Son confrère tenta de le rassurer une nouvelle fois mais, il n'y avait rien à faire. Il était condamné et le choc qui le submergeait littéralement était bien trop important pour qu'il soit lucide en cet instant. Pourtant, son ami ne cessait d'insister : «Je suis désolé, même avec un traitement agressif, tu ne gagneras que quelques mois. On peut toujours... ». Mais il ne l'écoutait plus. Pourquoi lui ? N'avait-il pas assez sauvé de vie ? N'avait-il pas assez donné de sa personne ? Complètement ébranlé par cette terrible nouvelle, il se sentit mourir à petit feu. Mourir d'une tristesse infinie. Tout était différent à présent. Il était passé de l'autre côté. Alors que les larmes inondaient son visage, il pensa à son épouse et à son fils, aux instants qu'il ne pourrait plus partager avec eux et s'effondra sur le fauteuil, désemparé. Plus rien serait comme avant. Son confrère ajouta :

- Abbadon, je sais que cette épreuve va être difficile et...

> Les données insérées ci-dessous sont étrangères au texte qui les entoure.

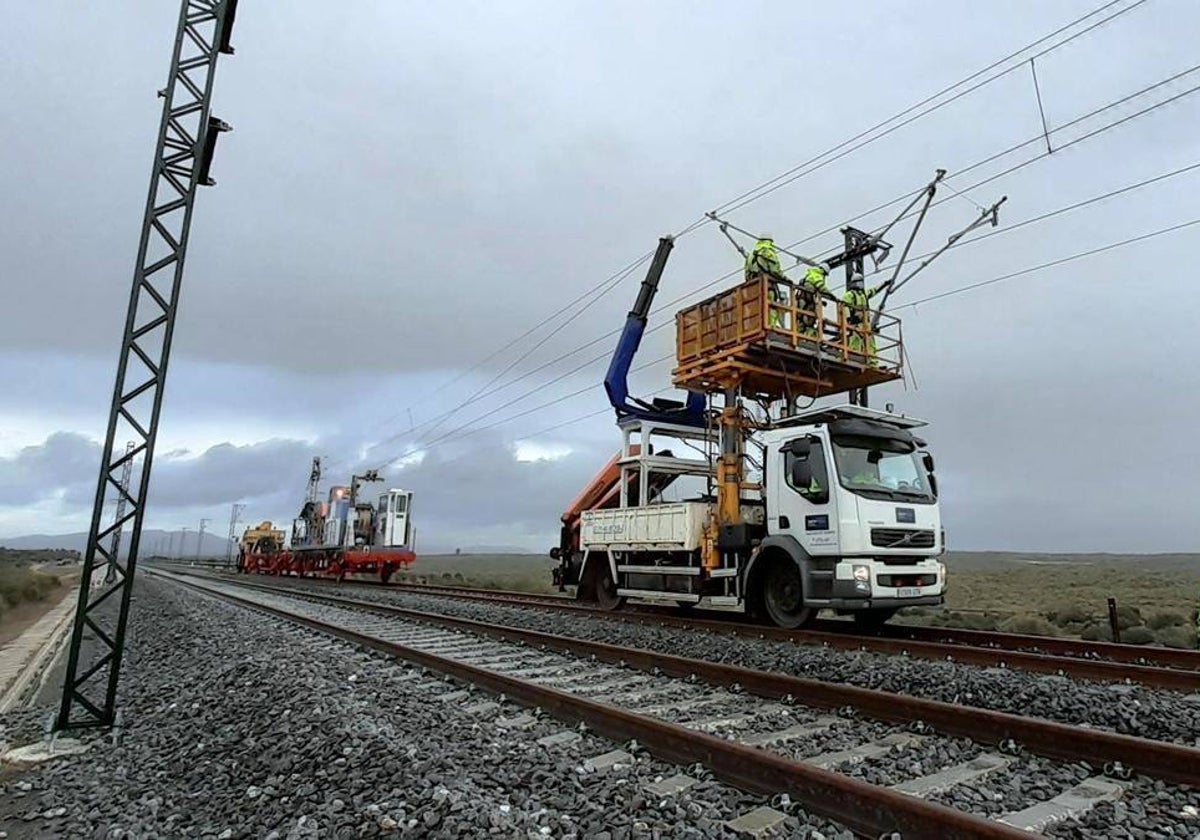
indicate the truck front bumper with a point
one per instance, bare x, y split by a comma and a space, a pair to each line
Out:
885, 603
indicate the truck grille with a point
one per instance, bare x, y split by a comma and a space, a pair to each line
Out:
901, 538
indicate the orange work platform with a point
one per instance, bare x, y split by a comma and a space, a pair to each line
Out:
777, 340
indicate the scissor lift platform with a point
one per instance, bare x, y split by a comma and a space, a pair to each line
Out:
777, 341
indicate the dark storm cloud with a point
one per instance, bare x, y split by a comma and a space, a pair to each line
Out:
415, 186
64, 463
484, 485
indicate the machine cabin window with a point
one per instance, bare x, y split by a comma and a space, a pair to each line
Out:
820, 474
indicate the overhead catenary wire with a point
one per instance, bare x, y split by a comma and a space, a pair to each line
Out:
1024, 223
484, 390
970, 287
1018, 147
819, 162
793, 174
492, 388
1049, 264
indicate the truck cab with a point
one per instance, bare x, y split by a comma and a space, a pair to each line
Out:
851, 502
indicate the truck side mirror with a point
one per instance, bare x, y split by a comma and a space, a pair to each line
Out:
802, 473
799, 448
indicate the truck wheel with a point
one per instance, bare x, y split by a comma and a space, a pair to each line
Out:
783, 595
873, 619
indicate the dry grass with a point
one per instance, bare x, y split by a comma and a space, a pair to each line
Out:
19, 585
1042, 589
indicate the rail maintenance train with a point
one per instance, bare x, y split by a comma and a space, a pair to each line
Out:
343, 535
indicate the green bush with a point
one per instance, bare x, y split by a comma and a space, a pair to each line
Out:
1138, 635
1128, 617
1097, 633
1167, 619
19, 586
1179, 637
1069, 613
1029, 625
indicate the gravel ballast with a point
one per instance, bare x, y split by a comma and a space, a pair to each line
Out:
1129, 709
1026, 781
238, 725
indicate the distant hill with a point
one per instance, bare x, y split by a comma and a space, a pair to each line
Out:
153, 543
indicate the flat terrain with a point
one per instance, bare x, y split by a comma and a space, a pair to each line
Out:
28, 589
1042, 594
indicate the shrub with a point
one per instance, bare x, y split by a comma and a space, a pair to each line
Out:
18, 586
1069, 613
1097, 633
1179, 637
1128, 617
1138, 635
1029, 625
1167, 619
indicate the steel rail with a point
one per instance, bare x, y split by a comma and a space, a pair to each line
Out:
1009, 651
1114, 652
1161, 760
867, 809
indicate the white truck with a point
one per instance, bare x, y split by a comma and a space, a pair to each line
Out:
841, 515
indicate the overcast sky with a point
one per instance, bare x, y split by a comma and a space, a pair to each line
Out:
409, 186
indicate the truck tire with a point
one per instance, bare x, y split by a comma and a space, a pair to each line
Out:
783, 595
873, 619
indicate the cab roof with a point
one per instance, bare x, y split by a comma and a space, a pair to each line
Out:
828, 414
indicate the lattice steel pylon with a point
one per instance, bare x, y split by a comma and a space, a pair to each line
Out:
126, 474
234, 516
186, 139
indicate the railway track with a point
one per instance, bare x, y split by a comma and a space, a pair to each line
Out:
1102, 661
837, 753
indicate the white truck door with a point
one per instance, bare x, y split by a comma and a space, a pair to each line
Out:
808, 511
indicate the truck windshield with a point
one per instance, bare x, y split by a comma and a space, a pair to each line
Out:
881, 469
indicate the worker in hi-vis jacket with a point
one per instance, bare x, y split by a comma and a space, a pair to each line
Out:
858, 316
763, 259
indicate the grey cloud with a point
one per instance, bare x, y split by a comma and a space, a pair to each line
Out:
65, 462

- Il suffit. Le coupa-t-il sèchement.

Et alors qu'il se levait pour partir, son confrère lui sera la main. Une chose étrange se produisit alors. Le visage de son ami se creusa brusquement. Ses cheveux tombèrent au sol comme des fleurs fanées. Des cernes et des rides creusèrent ses yeux exorbités par une frayeur sans nom. Et tandis qu'il échangeait sa vie ébréchée avec celle de son confère, Abbadon se sentit renaître. Il serra cette main salutaire encore plus fort. Il ne devait rien rester de lui, il ne devait rien garder de cette chose monstrueuse qui était née en lui. Exsangue, son confrère s'écrasa sur le sol en convulsant. Il ne put détacher son regard de ce corps maladif, difforme et squelettique, qui aurait pu être le sien. Il resta là, abruti par ce spectacle macabre durant de longues de minutes.

Lui avait-on finalement accordé une dernière chance ? Ses prières avaient-elles été entendues ?

Alors qu'il quittait les lieux de manière précipitée, il sut au fond de lui que rien n'était gagné d'avance. Cet état était temporaire, rien de cette chienne de vie ne lui serait épargné, il le savait.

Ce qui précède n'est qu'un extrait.